The most cool thing about iterators is that they are composable! You can compose two iterators with ether orElse or andAlso combinators. The orElse combinators (i.e., orElseAdd, orElseSubtract) return an iterator that represents a union between two iterators, while the andAlso combinators (i.e., andAlsoMultiply, andAlsoDivide) return an iterator that represents an intersection between two iterators. Here is how we'd add two sparse vectors using non-zero iterators and their composition:

SparseVector a = ???
SparseVector b = ???
SparseVector c = ??? // result
VectorIterator these = a.nonZeroIterator();
VectorIterator those = b.nonZeroIterator();
VectorIterator both = these.orElseAdd(those);

while (both.hasNext()) {
  double x = both.next();
  int i = both.index();
  c.set(i, x);
}

Note that + (add) operation is used to resolve conflicts of union: if both vectors have non-zero components on the same index, the composed iterator will return their sum on both.next() or both.get().

There is another powerful feature of the iterators: there are writable. The set(double) method might be used to write the current iterator's element. The following example shows how to implement in-place scaling by 10 of the sparse matrix:

SparseMatrix a = ???
MatrixIterator it = a.nonZeroIterator();
while (it.hasNext()) {
  double x = it.next();
  it.set(x * 10);
}

The last thing you should know about iterators is that they are very efficient if used correctly. The rule is very simple: row-major sparse matrices (i.e., CRSMatrix) doesn't really like column-major iterators: columnMajorIterator(), nonZerorColumnMajorIterator(), iteratorOfColumn(int) and nonZeroIteratorOfColumn(int) and vise-versa. So, if you use column-major sparse matrix (i.e., CCSMatrix) do not read/write it in a row-major manner.

Iterators made the la4j library much more awesome. Within a super small overhead they provide a powerful and easy to reason about abstraction that forces the developers write efficient and clean sparse algorithms.

Finally, I'm trying to get rid of two boilerplate abstractions: org.la4j.factory.Factory and org.la4j.{matrix, vector}.source.Source. All of the them have been deprecated in the release: try to avoid the usage of deprecated API, more likely such methods will be removed in the next release.

Why get rid of factories? They are terrible. Operations allowed to chose the most efficient data representation for the out-of-place operations. The la4j library knows how to store your result in the most efficient way, so you should not be worried about it any more.
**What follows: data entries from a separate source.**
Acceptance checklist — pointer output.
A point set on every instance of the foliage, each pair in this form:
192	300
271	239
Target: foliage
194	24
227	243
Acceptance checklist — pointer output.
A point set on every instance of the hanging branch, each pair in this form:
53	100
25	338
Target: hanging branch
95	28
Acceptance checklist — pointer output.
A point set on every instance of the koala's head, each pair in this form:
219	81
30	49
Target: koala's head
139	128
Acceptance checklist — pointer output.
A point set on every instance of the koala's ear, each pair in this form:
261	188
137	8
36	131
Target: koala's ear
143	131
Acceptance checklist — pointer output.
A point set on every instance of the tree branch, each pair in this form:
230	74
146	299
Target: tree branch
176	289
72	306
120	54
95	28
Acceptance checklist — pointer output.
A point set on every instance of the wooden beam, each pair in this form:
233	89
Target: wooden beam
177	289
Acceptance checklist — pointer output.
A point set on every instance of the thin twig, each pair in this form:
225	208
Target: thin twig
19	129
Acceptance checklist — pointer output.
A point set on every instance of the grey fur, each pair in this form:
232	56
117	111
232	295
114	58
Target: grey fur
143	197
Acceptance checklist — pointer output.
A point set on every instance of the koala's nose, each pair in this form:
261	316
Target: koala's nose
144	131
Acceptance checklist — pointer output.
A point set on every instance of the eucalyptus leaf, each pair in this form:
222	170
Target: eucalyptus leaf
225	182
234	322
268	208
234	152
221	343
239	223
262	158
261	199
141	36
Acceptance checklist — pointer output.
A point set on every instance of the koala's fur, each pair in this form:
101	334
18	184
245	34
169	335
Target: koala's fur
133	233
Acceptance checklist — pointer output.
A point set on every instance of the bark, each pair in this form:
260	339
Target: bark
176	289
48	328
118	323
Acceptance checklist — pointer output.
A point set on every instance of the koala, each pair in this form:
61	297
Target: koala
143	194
For example, the multiplication of two sparse vectors is sparse vector while addition of sparse vector to dense vector will return dense vector and so on. Thus, instead of using factories for building new vectors/matrices you can use static factory methods like DenseMatrix.zero(int, int) or SparseMatrix.identity(int). I'm trying to get rid of other ways of doing things in la4j. There is should be the only way: the right way.

Now, you can convert matrices or vectors from sparse to dense representation using type-safe converter to. Note, that is the given factory (which is not org.la4j.factory.Factory but org.la4j.matrix.MatrixFactory or org.la4j.vector.VectorFactory) produces the same objects as an object being converted - no copying will be performed: just type casting:

Matrix a = CRSMatrix.identity(100);
RowMajorSparseMatrix b = a.toRowMajorSparseMatrix(); // no copying but type-safe casting

Matrix c = Basic2DMatrix.zero(100, 100);
DenseMatrix d = c.to(Matrices.BASIC_1D); // copying

This release is a huge step for the la4j project. I'm finally see the roadmap to the 1.0.0 release. The biggest feature in the first stable version should be in-pace operations, which are definitely might be done with iterators.